Im Sekundentakt trommeln Einschläge auf ihn ein. Er bricht die Kappe seines Kugelschreibers ab, eine typische Stressreaktion. Die Tür des Direktorats klackt ein, die Bestätigung, dass sie geschlossen wurde. Bestätigung ist ein schönes Gefühl, denkt er ganz bei sich.

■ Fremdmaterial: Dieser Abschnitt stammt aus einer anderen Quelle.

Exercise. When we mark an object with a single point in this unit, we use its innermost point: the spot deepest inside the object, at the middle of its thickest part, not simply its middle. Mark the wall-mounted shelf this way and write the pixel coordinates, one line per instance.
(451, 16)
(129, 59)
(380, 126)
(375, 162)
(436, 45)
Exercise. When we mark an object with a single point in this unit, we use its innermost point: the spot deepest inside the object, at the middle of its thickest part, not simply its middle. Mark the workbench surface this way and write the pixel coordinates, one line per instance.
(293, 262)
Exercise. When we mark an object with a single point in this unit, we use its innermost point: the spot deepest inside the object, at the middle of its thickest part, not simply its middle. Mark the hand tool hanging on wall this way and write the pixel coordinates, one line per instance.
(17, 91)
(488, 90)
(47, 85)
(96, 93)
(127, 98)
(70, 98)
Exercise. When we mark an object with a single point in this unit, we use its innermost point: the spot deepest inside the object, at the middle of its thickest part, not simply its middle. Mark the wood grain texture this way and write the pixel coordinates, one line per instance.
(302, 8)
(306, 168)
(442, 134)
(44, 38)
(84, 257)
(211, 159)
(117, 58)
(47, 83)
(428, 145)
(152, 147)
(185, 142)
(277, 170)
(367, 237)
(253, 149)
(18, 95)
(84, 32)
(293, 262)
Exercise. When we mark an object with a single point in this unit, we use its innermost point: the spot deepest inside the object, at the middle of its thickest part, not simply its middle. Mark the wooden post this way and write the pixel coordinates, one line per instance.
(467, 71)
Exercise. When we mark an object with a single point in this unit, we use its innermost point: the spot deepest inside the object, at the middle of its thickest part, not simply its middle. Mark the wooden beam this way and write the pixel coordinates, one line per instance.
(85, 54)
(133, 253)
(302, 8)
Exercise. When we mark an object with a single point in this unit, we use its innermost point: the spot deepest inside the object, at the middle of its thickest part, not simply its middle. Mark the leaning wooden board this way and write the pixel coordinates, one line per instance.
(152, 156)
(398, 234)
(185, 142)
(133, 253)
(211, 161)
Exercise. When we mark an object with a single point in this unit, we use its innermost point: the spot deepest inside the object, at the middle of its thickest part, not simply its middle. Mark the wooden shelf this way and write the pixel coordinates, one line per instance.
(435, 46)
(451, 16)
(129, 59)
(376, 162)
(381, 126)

Er wird versetzt – Strafversetzt. Es ist ein unbekanntes Gefühl - er mag eigentlich schöne Gefühle.

 

Hallo Fabian93,

ich wollte nur sagen, dass ich Deinen Text gelesen habe und dass er mir von der Schreibweise und Wortwahl recht gut gefällt. Nun weiß ich nicht, ob ich Dich da falsch verstanden habe, wegen des eingeklammerten (bing) in Deinem Titel. Das macht mich unsicher. Denn der Text enthält für mich zu wenig Potenzial für die eindeutige Begründung von Mobbing. Da würde ich die Strafversetzung eher als Mobbing sehen und nicht die vermeintliche Liebschaft mit einer erwachsenen Kursteilnehmerin. Das Verhältnis dieser beiden Menschen zueinander hat ja nichts mit dem Lehrer-Schüler-Verhältnis zu tun, bei dem der Schüler Kind ist. Aber ich glaube ja eher, dass er gar nichts mit ihr hat. Ich glaube, während ich hier schreibe, wird mir klarer, worauf Du hinaus willst und damit wird mir Dein Text immer sympathischer.

Schönen Gruß
khnebel

 

Hallo khnebel,

es freut mich, dass es es dir gefällt. Du hast es glaube letztendlich schon selbst entschlüsselt, was das alles zu bedeuten hat. Es lässt durchaus Raum für 2-3 Lesarten, aber das war auch so konzipiert, ursprünglich hatte ich das für einen Wettbewerb geschrieben, hielt es dann aber für nicht massenkompatibel genug.